Fred: Pra mim ele é um lugar que eu registro qualquer coisa. Um desenho, ideias de um jogo, planejamento de alguma viagem, números de telefone, anotações de alguma aula e até serve de papel para quando alguém quer me deixar um recado. Tento ter uma relação beeeem desapegada (talvez por isso nunca comprei um moleskine) para não entrar numa neura de achar que meu sketchbook é uma obra em si e apenas o melhor do melhor merece ser registrado nele. Assim, olhando para trás, tenho uma timeline de várias camadas diferentes da minha vida, e não só das melhores partes. Um lugar que eu consigo materializar todas as loucuras que passam pela minha cabeça.
3. Onde e quando você costuma ter suas melhores ideias?
bitmOO: Varia muito. Geralmente longe do computador e distrações, só eu e o meu caderno. Às vezes nem isso. Gosto de dar longas caminhadas pra pensar, de tirar tempo pra sentar em um canto confortável e ficar comigo mesma pensando, fazendo nada. Meditando. Ouvindo alguma música, deitada no sofá. No exercício do ócio. Não sei porque o ócio tem uma conotação negativa, o ócio é algo maravilhoso pra cabeça da gente processar os pensamentos e começar a cuspir ideia sem parar.
Muitas das ideias que eu tive também foram rabiscando no meu sketchbook tomando café em algum lugar, ou no transporte – trem, ônibus ou avião.
Wagner: Costumo ter minhas melhores ideias as 4 da manhã quando acordo com insônia e com o cérebro super ligado, tenho muitas ideias e insights, e volto a dormir.
Também quando leio livros, vejo filmes ou imagens que me inspiram.

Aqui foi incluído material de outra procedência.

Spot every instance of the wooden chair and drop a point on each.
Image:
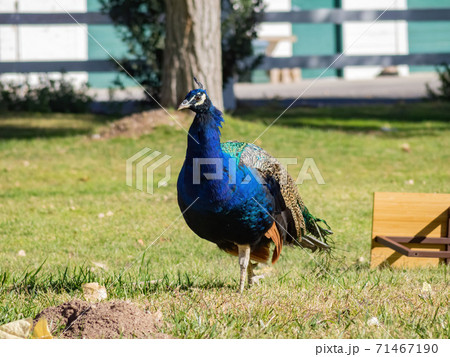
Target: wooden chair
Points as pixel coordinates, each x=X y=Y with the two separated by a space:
x=410 y=229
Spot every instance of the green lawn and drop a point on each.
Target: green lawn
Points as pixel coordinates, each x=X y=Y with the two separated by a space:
x=55 y=182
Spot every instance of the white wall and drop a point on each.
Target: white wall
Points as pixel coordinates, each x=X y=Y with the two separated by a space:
x=283 y=48
x=44 y=5
x=381 y=38
x=44 y=42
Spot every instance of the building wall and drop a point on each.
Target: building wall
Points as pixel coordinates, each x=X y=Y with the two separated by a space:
x=428 y=36
x=315 y=39
x=108 y=37
x=43 y=42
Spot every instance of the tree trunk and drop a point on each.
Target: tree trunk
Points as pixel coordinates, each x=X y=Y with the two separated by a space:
x=192 y=48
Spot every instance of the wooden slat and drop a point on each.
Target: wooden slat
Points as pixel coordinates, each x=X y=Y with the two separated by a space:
x=408 y=214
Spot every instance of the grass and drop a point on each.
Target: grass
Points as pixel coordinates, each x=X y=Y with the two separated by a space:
x=55 y=181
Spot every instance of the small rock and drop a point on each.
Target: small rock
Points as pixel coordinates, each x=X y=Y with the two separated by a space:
x=405 y=147
x=100 y=265
x=94 y=292
x=426 y=288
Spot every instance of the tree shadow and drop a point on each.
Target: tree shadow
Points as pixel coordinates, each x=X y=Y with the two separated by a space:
x=35 y=125
x=393 y=120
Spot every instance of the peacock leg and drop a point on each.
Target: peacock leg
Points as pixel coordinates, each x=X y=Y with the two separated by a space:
x=252 y=278
x=244 y=258
x=251 y=273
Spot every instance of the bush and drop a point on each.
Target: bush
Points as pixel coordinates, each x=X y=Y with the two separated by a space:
x=141 y=26
x=443 y=92
x=48 y=96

Fred: Sei lá, na real. Pra mim, “melhor ideia” é um conjunto de várias ideias superficiais em harmonia. Por causa disso, todas as últimas “melhores ideias” que eu tive acontecerem em momentos que eu estava focado e iterando em cima de outras ideias superficiais. Foram o resultado de um processo e não de serendipity. Já as “ideias superficiais”, eu tenho em qualquer lugar como qualquer outra pessoa.